The historic Zig Zag Railway in the NSW town of Lithgow is on the cusp of reopening to passengers, after undergoing extensive restoration works and the granting of vital accreditation imminent.
Zig Zag Railway CEO Lee Wiggins said the rebirth of the Railway wouldn’t have been possible without the team of hard working volunteers – along with the support of the local community and all levels of Government.
“Zig Zag Railway is a national icon and holds a special place not only in the hearts of Lithgow residents, but also for the many people who have travelled on this historic railway over nearly half a century,” said Mr Wiggins.
“Many people have a memory of visiting the railway when they were a child, or have taken their own children or grandchildren on it,” he said. “Many families can trace their heritage to workers who laid the original railway in the 1860’s. It’s an exciting time for all of us.”
“The sights, sounds and smells of an old steam locomotive chugging over sandstone viaducts is an unforgettable experience.”
The Railway first opened in the 1860s as the first rail link between Sydney and Western NSW, but closed in 1910 following a deviation of the main line to by-pass the inefficient ‘zig zag’. It was resurrected in the 1970s by volunteers who banded together to create the not-for-profit Zig Zag Railway Co-Op before closing in 2012.
Despite setbacks, including a horror run with bushfires in 2013 and 2019, coupled with floods, vandalism and recent storm damage, volunteers have been working tirelessly to return the railway to passenger services by restoring locomotives, carriages and kilometres of track. It’s now full steam ahead for Australia’s most iconic tourist railway to get back on track.
Zig Zag Railway volunteer and professional train driver Garth Schwartz first became involved with the Railway as a young boy and is expecting the reopening to attract overwhelming interest.
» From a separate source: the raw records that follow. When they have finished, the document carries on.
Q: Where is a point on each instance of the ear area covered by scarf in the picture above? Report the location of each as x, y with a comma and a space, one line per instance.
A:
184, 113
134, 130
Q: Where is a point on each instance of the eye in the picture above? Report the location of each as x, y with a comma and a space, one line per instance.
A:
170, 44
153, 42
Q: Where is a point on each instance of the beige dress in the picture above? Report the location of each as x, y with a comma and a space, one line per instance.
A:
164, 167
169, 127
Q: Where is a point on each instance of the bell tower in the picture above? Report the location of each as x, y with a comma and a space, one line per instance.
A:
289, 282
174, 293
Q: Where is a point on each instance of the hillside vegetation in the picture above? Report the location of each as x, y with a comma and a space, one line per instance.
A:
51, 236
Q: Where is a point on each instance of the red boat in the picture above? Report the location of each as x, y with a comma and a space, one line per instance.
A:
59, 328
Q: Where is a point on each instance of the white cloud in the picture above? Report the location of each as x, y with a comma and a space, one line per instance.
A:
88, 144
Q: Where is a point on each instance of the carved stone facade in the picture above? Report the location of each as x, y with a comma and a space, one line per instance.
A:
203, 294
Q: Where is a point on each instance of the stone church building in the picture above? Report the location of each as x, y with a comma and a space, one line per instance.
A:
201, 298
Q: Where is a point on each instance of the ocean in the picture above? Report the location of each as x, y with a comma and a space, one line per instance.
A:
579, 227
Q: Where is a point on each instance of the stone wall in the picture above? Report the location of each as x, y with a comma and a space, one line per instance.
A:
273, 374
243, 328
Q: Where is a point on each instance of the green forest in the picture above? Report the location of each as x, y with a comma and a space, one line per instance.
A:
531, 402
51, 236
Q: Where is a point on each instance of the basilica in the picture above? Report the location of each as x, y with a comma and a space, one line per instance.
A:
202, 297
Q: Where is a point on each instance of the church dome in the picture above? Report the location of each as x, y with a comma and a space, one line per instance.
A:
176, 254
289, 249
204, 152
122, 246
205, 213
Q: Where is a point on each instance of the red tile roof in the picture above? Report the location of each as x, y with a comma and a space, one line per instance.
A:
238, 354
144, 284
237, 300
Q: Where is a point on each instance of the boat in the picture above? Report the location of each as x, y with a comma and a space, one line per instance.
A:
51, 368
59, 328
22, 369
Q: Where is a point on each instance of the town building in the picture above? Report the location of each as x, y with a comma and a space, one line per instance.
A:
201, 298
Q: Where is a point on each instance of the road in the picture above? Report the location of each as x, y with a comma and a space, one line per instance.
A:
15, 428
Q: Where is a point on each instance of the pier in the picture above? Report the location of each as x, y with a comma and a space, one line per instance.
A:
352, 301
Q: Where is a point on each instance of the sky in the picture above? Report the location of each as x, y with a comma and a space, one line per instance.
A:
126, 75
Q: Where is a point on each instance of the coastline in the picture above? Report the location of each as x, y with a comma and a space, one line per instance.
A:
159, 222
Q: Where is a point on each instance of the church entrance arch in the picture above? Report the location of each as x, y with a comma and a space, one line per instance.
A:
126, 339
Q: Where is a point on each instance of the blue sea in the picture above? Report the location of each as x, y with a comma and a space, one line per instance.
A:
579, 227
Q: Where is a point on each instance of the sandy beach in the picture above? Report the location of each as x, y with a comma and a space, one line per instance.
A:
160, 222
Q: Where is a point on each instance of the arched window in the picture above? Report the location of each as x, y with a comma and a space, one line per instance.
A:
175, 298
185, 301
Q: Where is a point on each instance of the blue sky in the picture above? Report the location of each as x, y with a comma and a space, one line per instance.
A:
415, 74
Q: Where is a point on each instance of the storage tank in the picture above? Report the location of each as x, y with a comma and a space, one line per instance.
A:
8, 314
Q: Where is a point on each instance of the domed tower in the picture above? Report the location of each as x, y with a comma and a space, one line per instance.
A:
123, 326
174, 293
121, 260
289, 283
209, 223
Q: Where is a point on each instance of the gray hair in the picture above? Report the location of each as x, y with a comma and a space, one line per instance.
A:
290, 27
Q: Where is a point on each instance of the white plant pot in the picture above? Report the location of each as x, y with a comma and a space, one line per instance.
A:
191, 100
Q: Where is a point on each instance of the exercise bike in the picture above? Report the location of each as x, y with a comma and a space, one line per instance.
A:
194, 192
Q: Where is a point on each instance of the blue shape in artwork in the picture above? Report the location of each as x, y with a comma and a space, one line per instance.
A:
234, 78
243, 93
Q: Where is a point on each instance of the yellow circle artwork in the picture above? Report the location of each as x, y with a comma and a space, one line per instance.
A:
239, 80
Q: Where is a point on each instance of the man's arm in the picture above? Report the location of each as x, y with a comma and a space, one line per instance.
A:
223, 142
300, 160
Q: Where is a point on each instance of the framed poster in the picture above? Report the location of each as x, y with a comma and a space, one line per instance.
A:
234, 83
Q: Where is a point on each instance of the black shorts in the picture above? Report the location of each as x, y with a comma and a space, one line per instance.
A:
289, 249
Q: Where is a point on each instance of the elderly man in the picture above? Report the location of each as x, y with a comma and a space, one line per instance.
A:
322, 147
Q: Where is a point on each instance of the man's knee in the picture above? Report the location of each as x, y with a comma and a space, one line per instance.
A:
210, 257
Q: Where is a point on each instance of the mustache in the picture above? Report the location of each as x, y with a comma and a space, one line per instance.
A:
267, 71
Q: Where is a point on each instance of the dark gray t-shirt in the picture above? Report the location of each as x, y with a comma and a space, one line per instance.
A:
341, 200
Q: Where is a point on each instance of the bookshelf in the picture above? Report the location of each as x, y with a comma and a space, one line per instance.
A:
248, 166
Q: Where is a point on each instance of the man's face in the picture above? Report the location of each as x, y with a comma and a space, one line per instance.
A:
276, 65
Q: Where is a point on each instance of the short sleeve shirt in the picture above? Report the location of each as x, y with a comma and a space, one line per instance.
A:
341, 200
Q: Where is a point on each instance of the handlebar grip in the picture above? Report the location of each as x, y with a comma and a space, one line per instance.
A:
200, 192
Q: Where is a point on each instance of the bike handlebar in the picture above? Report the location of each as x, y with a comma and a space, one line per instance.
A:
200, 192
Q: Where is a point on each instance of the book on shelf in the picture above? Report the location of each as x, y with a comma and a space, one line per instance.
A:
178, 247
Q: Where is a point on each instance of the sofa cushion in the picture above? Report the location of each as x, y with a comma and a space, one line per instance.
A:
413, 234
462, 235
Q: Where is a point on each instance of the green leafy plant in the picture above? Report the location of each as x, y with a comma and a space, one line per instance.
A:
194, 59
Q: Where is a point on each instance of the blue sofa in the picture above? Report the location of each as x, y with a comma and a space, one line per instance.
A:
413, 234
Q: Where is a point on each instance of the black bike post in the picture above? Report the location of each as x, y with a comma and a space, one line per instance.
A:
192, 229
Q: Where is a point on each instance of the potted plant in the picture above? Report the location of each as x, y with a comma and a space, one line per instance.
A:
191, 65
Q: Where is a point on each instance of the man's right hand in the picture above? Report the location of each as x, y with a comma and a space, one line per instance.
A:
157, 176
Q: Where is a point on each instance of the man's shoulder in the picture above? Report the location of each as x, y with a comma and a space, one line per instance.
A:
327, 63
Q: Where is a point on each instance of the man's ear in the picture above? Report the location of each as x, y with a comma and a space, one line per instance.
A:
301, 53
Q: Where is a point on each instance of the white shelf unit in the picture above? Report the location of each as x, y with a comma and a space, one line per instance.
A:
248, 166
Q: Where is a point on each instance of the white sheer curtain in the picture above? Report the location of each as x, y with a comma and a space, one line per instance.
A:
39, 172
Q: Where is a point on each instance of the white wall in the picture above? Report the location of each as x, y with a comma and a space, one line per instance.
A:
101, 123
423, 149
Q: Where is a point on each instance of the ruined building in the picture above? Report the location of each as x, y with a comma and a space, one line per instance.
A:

“I am sure we will get train and history enthusiasts, tourists and those who just want to enjoy the locomotive meandering through the mountains as they take in this remarkable landscape,” said Mr Schwartz.
“The line climbs the western flank of the Blue Mountains, using zig zags to gain height before reaching the highest point of railway in the region.”
“It takes about 90 minutes to traverse the seven-and-a-half kilometre track, traveling through tunnels and over the viaducts with two stops along the way.”
“Passengers will get to see first-hand how locomotives used to operate during Australia’s steam train era, as a volunteer fireman shovels coal into the train’s red-hot firebox,” he added.
“The railway is a tourism gem, with visitors taking in the vast scenery and surrounds of the Blue Mountains making it not only a domestic attraction but a huge drawcard for international visitors as well,” said CEO Lee Wiggins.
“It’s been the most frequently-asked question from people in the area – when will the Zig Zag reopen? We’re thrilled to finally be able to give visitors and locals alike a clear answer,” he said.
The Zig Zag Railway is staffed by dozens of active volunteers who have all received extensive professional training as part of the Railway’s completely revamped safety management system – an industry best-practice model that will see the Zig Zag return as one of the safest railways of its type in the world.
Initially, the Zig Zag Railway will operate every second weekend with three trips each Saturday and Sunday.